Musique / Festivals

Si Orelsan est aujourd'hui au cœur de la polémique après son sacre aux Victoires de la Musique, il est loin d'être le premier rappeur à susciter de telles réactions. Misogynie, homophobie, islamophobie, les paroles des rappeurs, pour leur irrévérence et leur violence, sont régulièrement épinglées. La preuve en quatre punchlines.

Damso

Il n'est pas habitué à faire dans la dentelle. Avec son titre "Pinocchio", composé avec Booba qui l'avait alors repéré, une punchline de Damso marque les esprits : "J'te baise comme une chienne pourtant tu portes le foulard". Misogynie ? Islamophobie ? En tous cas, la machine à polémique se met en branle.

Conséquence de cette chanson qui lance sa carrière, le rappeur belge n'en a pas fini avec les procès en dénigrement de l'image de la femme. L'année dernière, alors qu'il est choisi pour être le compositeur de l'hymne des Diables Rouges pour la Coupe du monde de football 2018, Damso s'attire les foudres de Viviane Teitelbaum, présidente du Conseil des Femmes Francophones de Belgique. Celle-ci dit craindre que cette décision ne pousse « plein de jeunes à écouter ses raps ». Les kids auraient donc attendu les Diables pour découvrir Damso ? Rien n'est moins sûr.



Sexion d'Assaut

"Je crois qu'il est grand temps que les pédés périssent", lançait en 2010 Maître Gims dans "On t'a humilié". Il n'en fallait pas plus pour que le groupe doive s'expliquer devant la presse, voit son partenariat avec NRJ annulé ainsi que de nombreuses dates de concert. "Ces textes ont été écrits lorsque nous étions adolescents mais cela ne justifie rien...", se désole alors Lefa.
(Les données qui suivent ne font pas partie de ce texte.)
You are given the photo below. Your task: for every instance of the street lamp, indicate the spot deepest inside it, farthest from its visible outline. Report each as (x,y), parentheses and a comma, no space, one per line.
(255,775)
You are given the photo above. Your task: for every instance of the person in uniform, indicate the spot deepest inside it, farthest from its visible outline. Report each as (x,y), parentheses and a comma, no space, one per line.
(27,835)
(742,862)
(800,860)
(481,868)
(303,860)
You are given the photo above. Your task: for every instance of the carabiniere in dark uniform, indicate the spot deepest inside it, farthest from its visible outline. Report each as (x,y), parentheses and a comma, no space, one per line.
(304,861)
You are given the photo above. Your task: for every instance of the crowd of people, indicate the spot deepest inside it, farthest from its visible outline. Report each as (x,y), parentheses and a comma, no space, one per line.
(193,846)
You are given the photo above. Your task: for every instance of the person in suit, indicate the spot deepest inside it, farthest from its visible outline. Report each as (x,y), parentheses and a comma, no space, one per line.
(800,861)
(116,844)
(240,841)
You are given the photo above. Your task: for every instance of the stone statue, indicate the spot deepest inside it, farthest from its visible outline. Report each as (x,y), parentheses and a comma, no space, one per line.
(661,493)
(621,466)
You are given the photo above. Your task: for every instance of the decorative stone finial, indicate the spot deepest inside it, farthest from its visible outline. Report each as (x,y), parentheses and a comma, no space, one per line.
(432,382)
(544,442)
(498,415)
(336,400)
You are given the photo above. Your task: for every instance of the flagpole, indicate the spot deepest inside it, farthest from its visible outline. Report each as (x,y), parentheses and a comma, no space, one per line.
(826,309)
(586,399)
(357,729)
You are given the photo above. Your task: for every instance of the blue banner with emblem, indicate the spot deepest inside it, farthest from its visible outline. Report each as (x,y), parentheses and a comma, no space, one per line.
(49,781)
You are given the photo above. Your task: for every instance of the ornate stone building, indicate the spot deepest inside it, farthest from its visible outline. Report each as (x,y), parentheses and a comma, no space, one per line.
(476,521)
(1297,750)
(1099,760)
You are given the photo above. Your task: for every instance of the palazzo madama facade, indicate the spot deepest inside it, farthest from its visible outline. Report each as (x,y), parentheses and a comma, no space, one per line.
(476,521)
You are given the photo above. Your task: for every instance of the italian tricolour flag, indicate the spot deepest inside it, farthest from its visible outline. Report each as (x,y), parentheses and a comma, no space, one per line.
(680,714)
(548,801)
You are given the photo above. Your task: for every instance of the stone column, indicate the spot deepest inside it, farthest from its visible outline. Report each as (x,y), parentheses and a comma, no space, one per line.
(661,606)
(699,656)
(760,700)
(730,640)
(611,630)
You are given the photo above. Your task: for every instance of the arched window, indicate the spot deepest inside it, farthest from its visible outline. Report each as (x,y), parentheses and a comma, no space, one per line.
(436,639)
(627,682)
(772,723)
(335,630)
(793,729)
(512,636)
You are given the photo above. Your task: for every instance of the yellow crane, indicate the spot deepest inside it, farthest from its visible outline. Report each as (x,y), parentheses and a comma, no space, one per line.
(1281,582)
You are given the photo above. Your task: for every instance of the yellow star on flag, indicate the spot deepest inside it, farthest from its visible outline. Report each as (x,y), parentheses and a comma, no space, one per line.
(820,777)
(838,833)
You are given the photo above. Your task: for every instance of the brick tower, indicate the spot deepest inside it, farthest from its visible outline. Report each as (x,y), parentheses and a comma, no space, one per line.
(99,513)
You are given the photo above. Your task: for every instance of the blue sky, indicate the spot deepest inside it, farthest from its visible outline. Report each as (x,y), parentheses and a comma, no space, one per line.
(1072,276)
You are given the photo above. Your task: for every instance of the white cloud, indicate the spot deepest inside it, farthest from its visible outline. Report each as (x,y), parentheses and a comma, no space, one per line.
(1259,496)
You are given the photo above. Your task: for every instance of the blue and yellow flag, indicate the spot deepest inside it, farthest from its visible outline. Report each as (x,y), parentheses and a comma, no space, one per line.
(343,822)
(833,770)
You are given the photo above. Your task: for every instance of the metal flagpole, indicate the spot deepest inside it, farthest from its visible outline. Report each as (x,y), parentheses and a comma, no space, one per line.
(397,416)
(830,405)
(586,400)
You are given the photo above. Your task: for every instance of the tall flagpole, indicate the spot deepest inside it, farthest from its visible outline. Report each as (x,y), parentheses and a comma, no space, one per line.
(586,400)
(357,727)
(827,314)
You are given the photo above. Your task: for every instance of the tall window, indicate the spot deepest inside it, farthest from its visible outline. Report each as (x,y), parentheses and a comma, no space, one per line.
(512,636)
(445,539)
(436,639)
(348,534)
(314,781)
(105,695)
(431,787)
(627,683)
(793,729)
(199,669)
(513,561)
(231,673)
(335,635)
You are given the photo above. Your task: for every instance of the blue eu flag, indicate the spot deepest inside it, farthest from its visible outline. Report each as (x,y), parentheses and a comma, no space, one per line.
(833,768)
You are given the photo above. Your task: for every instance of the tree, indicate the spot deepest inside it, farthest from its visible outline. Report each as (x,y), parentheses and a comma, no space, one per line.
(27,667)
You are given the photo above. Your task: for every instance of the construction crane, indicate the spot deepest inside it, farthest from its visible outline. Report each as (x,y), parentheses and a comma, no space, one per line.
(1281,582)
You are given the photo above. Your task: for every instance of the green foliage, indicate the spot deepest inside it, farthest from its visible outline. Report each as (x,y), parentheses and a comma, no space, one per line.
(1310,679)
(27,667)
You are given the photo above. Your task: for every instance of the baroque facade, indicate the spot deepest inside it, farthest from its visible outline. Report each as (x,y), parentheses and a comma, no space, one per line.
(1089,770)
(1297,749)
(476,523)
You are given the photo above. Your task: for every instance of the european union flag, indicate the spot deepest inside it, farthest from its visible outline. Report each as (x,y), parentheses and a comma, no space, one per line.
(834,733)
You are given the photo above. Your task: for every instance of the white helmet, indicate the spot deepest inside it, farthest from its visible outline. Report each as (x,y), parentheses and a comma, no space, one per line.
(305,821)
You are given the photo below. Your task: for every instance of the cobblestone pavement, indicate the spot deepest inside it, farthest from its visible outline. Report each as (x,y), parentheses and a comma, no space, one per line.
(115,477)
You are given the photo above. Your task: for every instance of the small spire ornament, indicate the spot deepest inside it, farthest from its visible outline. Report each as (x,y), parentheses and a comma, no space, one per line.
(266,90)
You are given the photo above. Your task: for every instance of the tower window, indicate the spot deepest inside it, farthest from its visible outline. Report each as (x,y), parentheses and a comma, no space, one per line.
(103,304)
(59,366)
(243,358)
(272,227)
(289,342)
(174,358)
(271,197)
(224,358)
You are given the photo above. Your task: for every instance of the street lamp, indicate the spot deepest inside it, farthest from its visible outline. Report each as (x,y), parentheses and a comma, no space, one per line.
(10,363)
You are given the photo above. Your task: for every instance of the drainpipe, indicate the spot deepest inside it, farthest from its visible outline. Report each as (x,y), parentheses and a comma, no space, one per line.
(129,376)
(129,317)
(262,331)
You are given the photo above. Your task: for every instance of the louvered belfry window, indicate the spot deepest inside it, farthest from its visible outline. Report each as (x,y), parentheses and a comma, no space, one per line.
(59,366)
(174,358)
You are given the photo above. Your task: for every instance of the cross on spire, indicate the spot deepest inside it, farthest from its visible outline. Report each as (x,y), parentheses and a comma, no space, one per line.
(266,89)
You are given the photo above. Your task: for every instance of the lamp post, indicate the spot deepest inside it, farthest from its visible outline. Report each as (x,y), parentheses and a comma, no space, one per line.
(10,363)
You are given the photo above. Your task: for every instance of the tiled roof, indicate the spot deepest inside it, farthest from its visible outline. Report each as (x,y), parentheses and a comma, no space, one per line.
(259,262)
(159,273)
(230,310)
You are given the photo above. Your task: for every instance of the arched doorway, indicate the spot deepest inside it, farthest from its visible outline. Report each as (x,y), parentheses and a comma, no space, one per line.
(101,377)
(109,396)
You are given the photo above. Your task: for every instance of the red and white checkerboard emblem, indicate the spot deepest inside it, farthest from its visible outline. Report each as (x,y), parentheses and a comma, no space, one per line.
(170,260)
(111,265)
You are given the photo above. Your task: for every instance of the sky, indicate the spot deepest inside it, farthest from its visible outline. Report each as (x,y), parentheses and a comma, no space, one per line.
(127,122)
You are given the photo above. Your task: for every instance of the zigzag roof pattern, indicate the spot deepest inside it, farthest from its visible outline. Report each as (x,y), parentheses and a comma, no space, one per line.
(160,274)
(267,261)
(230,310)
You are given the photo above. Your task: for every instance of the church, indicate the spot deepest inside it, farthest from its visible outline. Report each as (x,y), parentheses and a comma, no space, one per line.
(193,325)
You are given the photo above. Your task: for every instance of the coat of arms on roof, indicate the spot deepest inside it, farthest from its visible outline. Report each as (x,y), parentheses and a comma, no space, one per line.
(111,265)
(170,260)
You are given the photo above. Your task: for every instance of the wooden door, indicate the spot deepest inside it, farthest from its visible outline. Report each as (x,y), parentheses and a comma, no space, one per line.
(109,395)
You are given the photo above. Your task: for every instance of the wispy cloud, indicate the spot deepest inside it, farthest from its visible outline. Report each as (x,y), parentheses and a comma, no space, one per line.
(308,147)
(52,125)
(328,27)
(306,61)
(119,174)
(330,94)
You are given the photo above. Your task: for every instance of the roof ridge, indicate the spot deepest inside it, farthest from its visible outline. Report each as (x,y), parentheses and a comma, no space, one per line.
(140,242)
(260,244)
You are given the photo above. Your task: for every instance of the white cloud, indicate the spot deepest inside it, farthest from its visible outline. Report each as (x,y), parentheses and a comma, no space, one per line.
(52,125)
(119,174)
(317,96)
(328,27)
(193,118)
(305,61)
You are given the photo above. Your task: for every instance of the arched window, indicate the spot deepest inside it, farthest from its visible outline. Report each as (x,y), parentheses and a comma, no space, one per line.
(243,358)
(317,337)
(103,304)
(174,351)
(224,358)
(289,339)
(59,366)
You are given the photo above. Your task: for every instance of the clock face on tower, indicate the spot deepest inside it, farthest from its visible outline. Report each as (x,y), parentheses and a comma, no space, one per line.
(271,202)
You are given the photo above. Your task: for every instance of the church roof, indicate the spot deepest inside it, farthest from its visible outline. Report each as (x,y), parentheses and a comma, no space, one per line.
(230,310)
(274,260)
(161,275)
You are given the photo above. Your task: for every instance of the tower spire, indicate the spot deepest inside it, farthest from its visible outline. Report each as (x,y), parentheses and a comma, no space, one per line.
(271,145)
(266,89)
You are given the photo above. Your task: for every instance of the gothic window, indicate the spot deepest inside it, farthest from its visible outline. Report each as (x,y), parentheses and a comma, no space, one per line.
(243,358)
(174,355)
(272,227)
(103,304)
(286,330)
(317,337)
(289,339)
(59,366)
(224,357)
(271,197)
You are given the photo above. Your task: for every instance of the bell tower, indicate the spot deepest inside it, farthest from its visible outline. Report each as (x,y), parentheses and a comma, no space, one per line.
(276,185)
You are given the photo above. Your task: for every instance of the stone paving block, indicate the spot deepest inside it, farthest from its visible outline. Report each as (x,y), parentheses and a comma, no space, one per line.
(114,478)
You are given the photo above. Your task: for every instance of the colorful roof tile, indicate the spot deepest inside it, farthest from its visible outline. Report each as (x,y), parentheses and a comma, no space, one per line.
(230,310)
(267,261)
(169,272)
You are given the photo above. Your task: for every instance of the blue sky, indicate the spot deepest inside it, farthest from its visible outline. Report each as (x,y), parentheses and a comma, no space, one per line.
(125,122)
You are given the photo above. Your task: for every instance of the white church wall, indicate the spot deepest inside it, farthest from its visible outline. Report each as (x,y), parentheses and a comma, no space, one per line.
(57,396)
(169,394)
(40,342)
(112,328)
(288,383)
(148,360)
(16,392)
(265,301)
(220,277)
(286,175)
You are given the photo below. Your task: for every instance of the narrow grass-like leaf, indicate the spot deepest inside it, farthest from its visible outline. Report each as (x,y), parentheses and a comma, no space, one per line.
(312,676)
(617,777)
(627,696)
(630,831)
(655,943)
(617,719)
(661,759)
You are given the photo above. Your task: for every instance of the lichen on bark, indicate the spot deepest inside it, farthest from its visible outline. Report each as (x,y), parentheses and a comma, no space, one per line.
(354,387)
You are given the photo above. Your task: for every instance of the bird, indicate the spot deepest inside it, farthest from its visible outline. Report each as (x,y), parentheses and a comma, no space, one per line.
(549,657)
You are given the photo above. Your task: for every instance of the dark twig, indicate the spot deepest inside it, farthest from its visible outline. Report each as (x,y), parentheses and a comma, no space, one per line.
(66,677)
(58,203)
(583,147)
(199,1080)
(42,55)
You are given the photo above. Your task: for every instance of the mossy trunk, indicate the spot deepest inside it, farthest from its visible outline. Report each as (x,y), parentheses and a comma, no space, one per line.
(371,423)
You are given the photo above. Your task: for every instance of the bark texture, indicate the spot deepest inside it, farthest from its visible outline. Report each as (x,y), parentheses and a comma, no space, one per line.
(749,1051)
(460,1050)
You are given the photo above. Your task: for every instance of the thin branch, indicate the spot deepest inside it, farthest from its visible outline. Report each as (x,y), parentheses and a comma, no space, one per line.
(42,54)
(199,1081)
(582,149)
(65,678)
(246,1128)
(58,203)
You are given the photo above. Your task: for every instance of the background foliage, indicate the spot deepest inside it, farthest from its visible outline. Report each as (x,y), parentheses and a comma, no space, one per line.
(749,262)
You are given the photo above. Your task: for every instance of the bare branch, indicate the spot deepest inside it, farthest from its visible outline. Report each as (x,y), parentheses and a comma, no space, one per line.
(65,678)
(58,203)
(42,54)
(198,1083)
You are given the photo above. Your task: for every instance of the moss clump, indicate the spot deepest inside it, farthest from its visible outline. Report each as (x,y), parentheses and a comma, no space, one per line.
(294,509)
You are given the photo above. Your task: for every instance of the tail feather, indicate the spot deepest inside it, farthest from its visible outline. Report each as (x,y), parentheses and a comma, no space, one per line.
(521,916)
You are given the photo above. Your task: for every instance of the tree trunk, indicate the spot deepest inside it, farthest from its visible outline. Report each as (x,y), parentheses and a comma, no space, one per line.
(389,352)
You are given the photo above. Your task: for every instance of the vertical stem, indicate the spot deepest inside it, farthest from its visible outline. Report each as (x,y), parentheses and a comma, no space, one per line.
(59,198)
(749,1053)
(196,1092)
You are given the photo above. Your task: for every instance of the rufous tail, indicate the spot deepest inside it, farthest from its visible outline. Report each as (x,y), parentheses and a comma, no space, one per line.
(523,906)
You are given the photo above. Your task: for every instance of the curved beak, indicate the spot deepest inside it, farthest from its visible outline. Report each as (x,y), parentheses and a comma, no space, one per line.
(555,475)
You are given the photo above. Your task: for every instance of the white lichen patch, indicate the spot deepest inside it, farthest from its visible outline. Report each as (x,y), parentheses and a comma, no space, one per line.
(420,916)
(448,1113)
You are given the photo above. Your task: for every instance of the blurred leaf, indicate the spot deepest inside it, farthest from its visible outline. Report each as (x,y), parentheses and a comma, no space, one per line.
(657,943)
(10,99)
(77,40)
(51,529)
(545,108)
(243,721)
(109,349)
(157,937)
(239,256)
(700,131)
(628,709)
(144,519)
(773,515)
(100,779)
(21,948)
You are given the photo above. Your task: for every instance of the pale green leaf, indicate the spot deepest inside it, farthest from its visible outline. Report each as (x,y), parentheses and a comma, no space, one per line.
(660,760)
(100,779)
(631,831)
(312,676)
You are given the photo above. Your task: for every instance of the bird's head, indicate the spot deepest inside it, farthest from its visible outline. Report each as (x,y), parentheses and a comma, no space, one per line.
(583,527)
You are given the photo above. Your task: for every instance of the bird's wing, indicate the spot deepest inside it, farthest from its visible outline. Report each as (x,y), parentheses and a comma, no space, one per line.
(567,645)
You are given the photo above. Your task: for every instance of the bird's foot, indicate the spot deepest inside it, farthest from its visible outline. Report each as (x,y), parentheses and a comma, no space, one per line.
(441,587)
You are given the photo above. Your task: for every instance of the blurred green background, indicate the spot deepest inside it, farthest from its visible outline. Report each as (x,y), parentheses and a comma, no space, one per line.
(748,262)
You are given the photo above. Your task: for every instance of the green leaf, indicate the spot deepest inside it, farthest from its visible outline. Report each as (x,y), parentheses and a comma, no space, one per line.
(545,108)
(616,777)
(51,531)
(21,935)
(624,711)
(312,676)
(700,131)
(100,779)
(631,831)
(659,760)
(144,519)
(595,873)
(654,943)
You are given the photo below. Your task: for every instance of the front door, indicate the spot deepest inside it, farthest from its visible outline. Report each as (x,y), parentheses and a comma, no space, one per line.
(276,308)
Pour contrer la polémique, la maison de disque de Sexion d'Assaut invite le groupe à s'impliquer dans la lutte contre l'homophobie. Les titres incriminés ne sont plus chantés sur scène, les albums retirés des bacs, et des places sont offertes aux militants LGBT pour qu'ils puissent eux-mêmes vérifier que l'homophobie a été poussée hors de scène. Le groupe doit même distribuer à leur public des tracts prônant la lutte contre l'homophobie et les autres types de discrimination.


Nekfeu

En 2013, dans la chanson collective écrite pour la BO du film "La Marche", Nekfeu réclame "un autodafé pour ces chiens de Charlie Hebdo". A l'époque, la polémique ne va pas très loin. Charb s'indigne contre "un chant religieux communautariste". Il s'agit pourtant d'un hommage à la marche des beurs de 1983, qui se voulait laïque uniquement. Le rappeur Taïro, qui collabore sur le même titre, reproche à Nekfeu d'avoir "voulu défendre ses copains musulmans d'aujourd'hui, mais ça n'était pas l'endroit pour le faire".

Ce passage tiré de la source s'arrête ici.